Mr. Stanley prepared one appraisal report covering 144 acres of the 197-acre tract at issue. At trial, he admitted that the additional 53 acres might have affected his opinion of value. The second report proposed a value for the 480-acre tract. Mr. Stanley used the "comparable sales" method in ascertaining his final valuations. Estate of Spruill v. Commissioner, supra. He concluded that the highest and best use of both tracts was agricultural, on an interim basis, since both tracts were too far removed from the current growth pattern to be part of any near-term residential development. However, he was evasive at trial in describing this highest and best use of the two tracts at issue. Mr. Stanley was forced to admit on the stand that the 480-acre tract could not possibly be purchased at even $2,500 per acre and be economically utilized as a rice farm (its 1983 agricultural use). Trying to compensate for that error, he retreated to an agricultural use as an "interim" use. We note, however, that "highest and best use" is not equivalent to "interim use."

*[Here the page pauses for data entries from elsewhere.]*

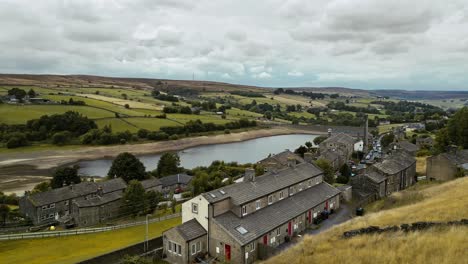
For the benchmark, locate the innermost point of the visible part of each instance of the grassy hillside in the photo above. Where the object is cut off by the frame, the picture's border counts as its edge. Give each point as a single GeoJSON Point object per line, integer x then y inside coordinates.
{"type": "Point", "coordinates": [444, 202]}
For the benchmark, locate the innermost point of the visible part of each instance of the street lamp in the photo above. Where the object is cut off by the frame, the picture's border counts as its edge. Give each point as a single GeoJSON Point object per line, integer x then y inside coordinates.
{"type": "Point", "coordinates": [146, 246]}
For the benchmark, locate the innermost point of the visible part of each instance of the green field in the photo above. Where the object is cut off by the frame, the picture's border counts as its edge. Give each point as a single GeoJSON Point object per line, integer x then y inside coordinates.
{"type": "Point", "coordinates": [20, 114]}
{"type": "Point", "coordinates": [72, 249]}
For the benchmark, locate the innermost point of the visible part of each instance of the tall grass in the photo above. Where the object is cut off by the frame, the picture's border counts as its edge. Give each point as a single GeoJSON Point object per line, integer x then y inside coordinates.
{"type": "Point", "coordinates": [444, 202]}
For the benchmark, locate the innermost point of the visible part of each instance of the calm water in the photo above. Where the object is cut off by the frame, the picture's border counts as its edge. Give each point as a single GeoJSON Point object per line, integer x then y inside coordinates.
{"type": "Point", "coordinates": [243, 152]}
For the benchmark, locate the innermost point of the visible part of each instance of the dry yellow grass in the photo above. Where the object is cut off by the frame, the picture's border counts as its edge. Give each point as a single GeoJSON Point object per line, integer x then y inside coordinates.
{"type": "Point", "coordinates": [444, 202]}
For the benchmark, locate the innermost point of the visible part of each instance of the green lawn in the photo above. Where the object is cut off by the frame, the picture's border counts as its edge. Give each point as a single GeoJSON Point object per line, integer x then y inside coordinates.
{"type": "Point", "coordinates": [72, 249]}
{"type": "Point", "coordinates": [19, 114]}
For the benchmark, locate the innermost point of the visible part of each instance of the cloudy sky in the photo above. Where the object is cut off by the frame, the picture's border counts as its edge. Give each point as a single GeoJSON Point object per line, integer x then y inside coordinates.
{"type": "Point", "coordinates": [417, 44]}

We found Mr. Stanley's expert opinion both in his report and at trial to be less convincing then the McPherson Report. For instance, he failed to make adjustments for location and found the highest and best use of the property to be agricultural despite its then current low return of 1 percent. He overlooked the fact that a residential subdivision was across the street from the 480-acre tract. Further, no explanation was given as to how he arrived at the final valuation amounts ($1,900 per acre for the 197-acre tract and $2,500 per acre for the 480-acre tract).

Conclusions

The major influence in the market in which the two properties were located was the westward expansion of Houston. The likely development of the property at the valuation date was residential use in the relatively near future. The prices at which the comparable sales were trading could not support agricultural uses.

Although the eventually approved location of the proposed Westside Airport may have dampened any future residential development, that factor did not exist in May 1983, nor could it have been forecast. Thus, it was properly disregarded by both experts. First National Bank of Kenosha v. United States, supra.

Petitioner has not carried its burden of proof. Its attacks on respondent's appraisal report do not serve to establish the correctness of the amounts reported in the estate tax return.

Based upon our consideration of all the valuation evidence introduced through testimony and documentation, as reflected in our ultimate findings of fact, we find Mr. McPherson's appraisals to be reasonable and correct, and his amounts of $2,250 per acre ($443,250) for the 197-acre tract and $3,500 per acre ($1,680,000) for the 480-acre tract to be the fair market values of the two parcels of land on the date of decedent's death.

To reflect the foregoing and the concessions of the parties,

Decision will be entered under Rule 155.